Many nonprofit leaders are familiar with the concept of enterprise risk management (ERM). What they might not know is what goes into ERM.
During the American Institute for CPAs (AICPA) Not-for-Profit Industry Conference, speakers Mitchell Lewis and Bob Cummings said ERM means identifying, considering and developing responses to potential events, both internal and external to an organization, that might negatively impact an organization. It is not an internal audit.
Lewis and Cummings said that there six key components to an effective ERM process:
- Have/develop a risk management governance structure. It should align with organizational structure and goals and include clarity of risk management goals and responsibilities.
- Follow a risk management framework. Examples of this includes those established by the Committee of Sponsoring Organizations (COSO) or ISO 31000.

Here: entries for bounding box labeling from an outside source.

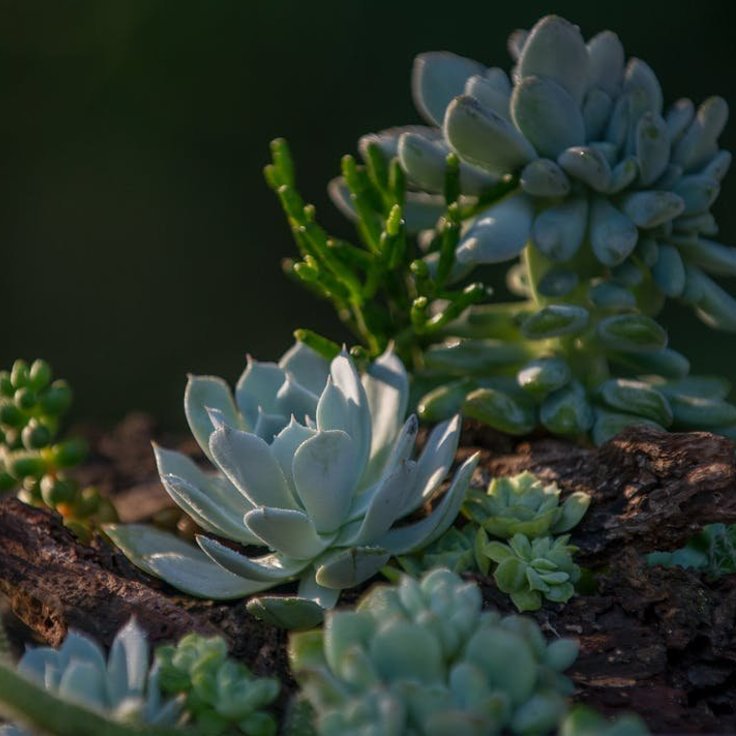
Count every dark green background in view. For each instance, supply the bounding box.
[0,0,736,426]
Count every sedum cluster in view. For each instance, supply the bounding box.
[268,16,736,443]
[156,634,280,736]
[289,569,578,736]
[0,360,115,531]
[0,619,182,736]
[106,343,477,627]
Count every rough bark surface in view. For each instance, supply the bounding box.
[0,425,736,734]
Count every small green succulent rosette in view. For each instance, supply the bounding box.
[156,634,280,736]
[464,471,590,539]
[289,569,578,736]
[478,529,580,611]
[106,344,477,628]
[340,16,736,444]
[0,619,183,736]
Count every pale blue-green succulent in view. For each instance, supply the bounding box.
[107,346,477,626]
[289,569,578,736]
[0,619,183,736]
[478,530,580,611]
[464,471,590,539]
[156,634,280,736]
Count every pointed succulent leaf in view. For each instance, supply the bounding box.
[511,76,585,159]
[444,95,536,175]
[518,15,590,105]
[455,195,534,263]
[412,51,485,125]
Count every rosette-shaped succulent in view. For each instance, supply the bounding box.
[107,347,477,626]
[0,619,182,736]
[289,569,578,736]
[348,16,736,443]
[478,531,580,611]
[156,634,280,736]
[465,471,590,539]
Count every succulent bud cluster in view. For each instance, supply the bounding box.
[106,343,477,628]
[156,634,280,736]
[289,569,578,736]
[0,360,115,530]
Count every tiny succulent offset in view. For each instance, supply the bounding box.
[267,16,736,443]
[479,531,580,611]
[289,569,578,736]
[106,343,477,627]
[0,619,182,736]
[464,471,590,539]
[0,360,115,531]
[156,634,280,736]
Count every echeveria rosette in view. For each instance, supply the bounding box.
[289,569,578,736]
[107,344,477,626]
[478,530,580,611]
[464,471,590,539]
[0,619,183,736]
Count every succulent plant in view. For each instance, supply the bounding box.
[647,524,736,578]
[289,569,578,736]
[0,619,182,736]
[478,530,580,611]
[464,471,590,539]
[0,360,115,532]
[156,634,280,736]
[558,705,649,736]
[106,346,477,626]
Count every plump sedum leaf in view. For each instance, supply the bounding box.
[107,343,477,628]
[289,569,578,736]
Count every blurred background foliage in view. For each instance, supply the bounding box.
[0,0,736,428]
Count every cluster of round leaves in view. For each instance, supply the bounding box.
[156,634,280,736]
[392,471,590,611]
[0,360,114,526]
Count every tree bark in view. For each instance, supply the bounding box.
[0,425,736,733]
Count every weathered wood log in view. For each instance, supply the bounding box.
[0,426,736,733]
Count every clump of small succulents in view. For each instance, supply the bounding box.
[106,343,477,627]
[289,569,578,736]
[156,634,280,736]
[0,619,182,736]
[0,360,115,531]
[267,16,736,443]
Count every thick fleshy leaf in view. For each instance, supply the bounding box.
[105,618,149,708]
[464,70,511,120]
[557,146,612,192]
[590,197,639,266]
[245,508,335,560]
[293,430,362,534]
[236,355,286,431]
[518,15,590,103]
[531,197,588,262]
[511,77,585,159]
[153,443,253,528]
[455,195,534,263]
[588,31,626,98]
[444,95,536,175]
[197,534,309,584]
[636,112,670,186]
[411,51,485,125]
[519,158,570,197]
[210,426,296,509]
[621,190,685,229]
[104,524,266,600]
[376,453,479,555]
[316,547,391,590]
[362,348,409,482]
[184,376,243,460]
[279,340,330,396]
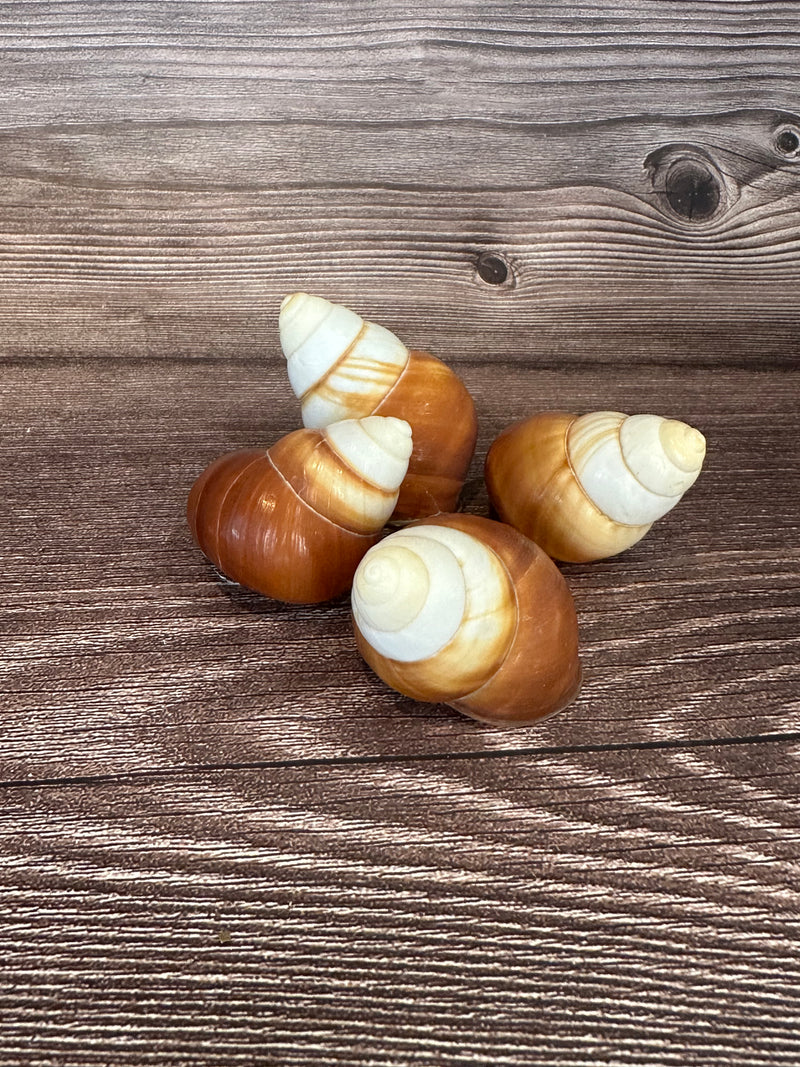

- Continuously identify the risk and risk event universe through creation of a risk register. This can be done through surveys, interviews, brainstorming sessions and comparison to other organizations.
- Create and manage a risk profile. It should include a defined risk tolerance, quantification and prioritization of risk events and identification of risk event triggers, risk event consequences and key risk triggers.
- Establish risk responses. It should include accepting, sharing or avoiding risk, mitigating risk, a communications plan and a public relations plan.
- Monitor and report. This process should be performed at intervals appropriate to the risk universe in which the organization operates.